Bulgarian traffic cops accept people’s videos and photos as evidence of road law violations

Bulgarian traffic police accept videos and photos sent by private citizens as evidence of gross breaches of road use laws and already have used them as a basis for issuing fines.

The traffic police instituted the policy in response to numerous private initiatives calling for action against dangerous driving and flouting of traffic laws.

Bulgarian Vesselin Stoychev, who has a Facebook page depicting breaches of traffic laws, has been active for two years with his campaign, and now has a collection of close to 400 video clips.

“My initiative’s goal right now is to show young people how not to behave on the road,” Stoychev – whose Facebook page is called Лудостта по пътищата на България. Нека я спрем заедно (Madness on the roads of Bulgaria. Let’s stop it together) – told local television station bTV.

He said that the most common breaches of traffic laws included people driving cars in dedicated bus lanes during traffic jams, cutting in, turning without signalling, and speeding.
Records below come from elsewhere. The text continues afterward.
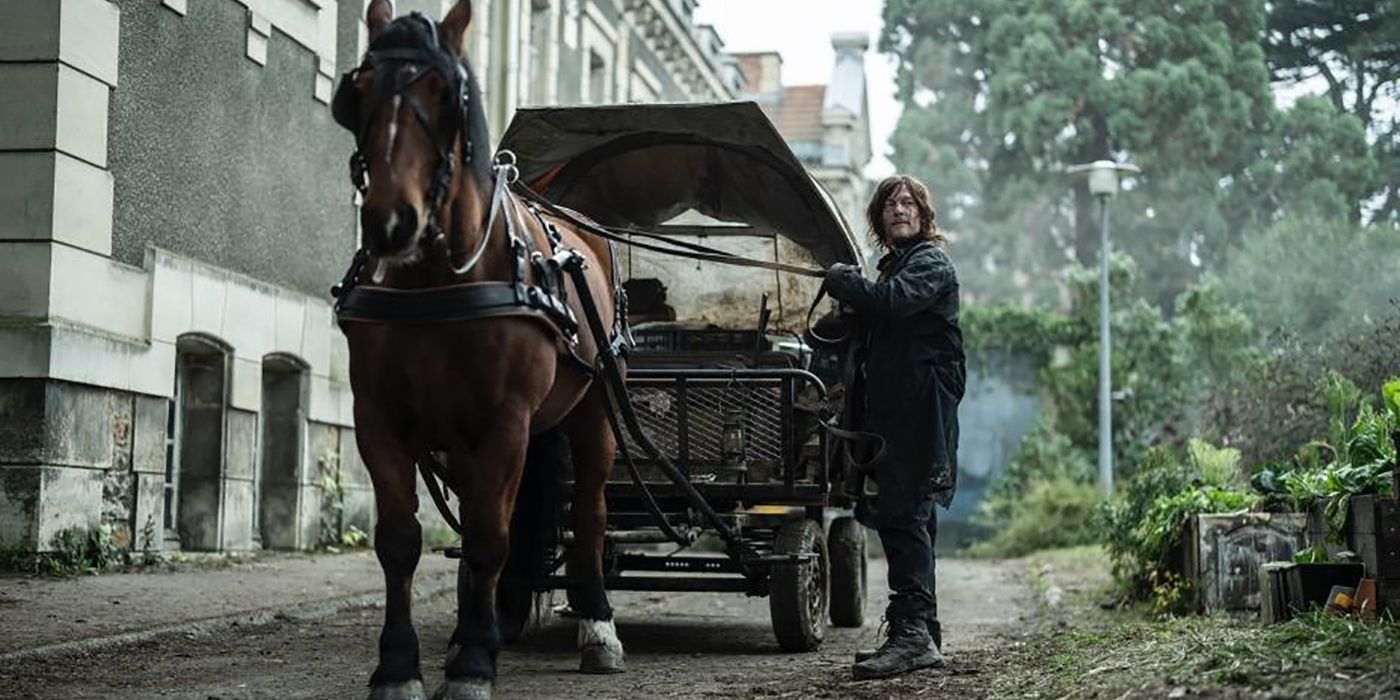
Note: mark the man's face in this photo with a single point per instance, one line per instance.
(900, 216)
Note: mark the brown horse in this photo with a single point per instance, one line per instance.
(482, 388)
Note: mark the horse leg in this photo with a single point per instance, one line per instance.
(492, 476)
(398, 541)
(594, 448)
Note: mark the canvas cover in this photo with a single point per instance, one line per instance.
(643, 165)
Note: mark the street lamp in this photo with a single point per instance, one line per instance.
(1103, 184)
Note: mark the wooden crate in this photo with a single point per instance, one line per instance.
(1227, 550)
(1374, 534)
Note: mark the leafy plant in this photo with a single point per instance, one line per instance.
(1147, 521)
(1059, 513)
(1357, 459)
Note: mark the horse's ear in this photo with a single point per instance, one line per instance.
(378, 16)
(454, 25)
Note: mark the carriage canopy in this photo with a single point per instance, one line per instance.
(655, 167)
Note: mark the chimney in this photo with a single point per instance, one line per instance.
(850, 44)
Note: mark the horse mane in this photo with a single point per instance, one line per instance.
(478, 129)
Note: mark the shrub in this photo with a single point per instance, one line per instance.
(1056, 513)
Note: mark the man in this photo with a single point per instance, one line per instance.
(914, 377)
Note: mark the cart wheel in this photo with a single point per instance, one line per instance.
(846, 543)
(514, 605)
(798, 592)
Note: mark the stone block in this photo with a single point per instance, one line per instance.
(324, 451)
(153, 370)
(24, 276)
(308, 517)
(41, 501)
(150, 417)
(65, 424)
(322, 401)
(118, 310)
(20, 506)
(324, 88)
(198, 513)
(51, 105)
(31, 105)
(339, 360)
(84, 426)
(119, 506)
(279, 514)
(237, 515)
(123, 429)
(245, 391)
(207, 296)
(86, 357)
(352, 468)
(241, 447)
(149, 518)
(171, 298)
(289, 322)
(249, 319)
(79, 32)
(23, 417)
(81, 118)
(24, 349)
(318, 332)
(345, 403)
(256, 46)
(81, 205)
(359, 510)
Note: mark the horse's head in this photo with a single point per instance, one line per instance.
(416, 114)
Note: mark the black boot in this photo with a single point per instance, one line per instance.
(937, 637)
(907, 648)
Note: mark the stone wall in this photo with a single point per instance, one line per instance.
(79, 457)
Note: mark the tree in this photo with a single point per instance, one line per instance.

Stoychev said that he “continuously” saw motorists breaking traffic laws.

“There are many flagrant violations, people not letting an ambulance past,” he said.

Filming people was a corrective in itself, as motorists balked when they saw that they were being recorded, he said.

Traffic police commissioner Boiko Ranovski said that anyone who submitted such reports should provide additional information about the incident, including date, time and place. Furthermore, the person submitting the evidence should be prepared to testify as a witness.

Traffic police have announced that from next month, offenders will be able to pay traffic fines online.

Separately, Bulgarian police have been conducting regular operations in recent days, directed mainly at drivers of luxury 4×4 vehicles, stopping them for checks for documentation, drink-driving, drug use and checking the contents of their vehicles.

These operation are a sequel to an incident on Sofia’s Ring Road in which a motorist was seriously assaulted by men in a 4×4 who intercepted him after he had hooted at them for reckless driving. Video footage shot by the victim’s wife showed the men, who are now facing criminal charges, beating the man with metal batons.

The incident got extensive media coverage and comment on social networks, prompting police and prosecutors to embark on the operation directed against arrogant and reckless behaviour, especially against convoys of cars surrounding controversial business people. Since the operation began, there have been a number of arrests.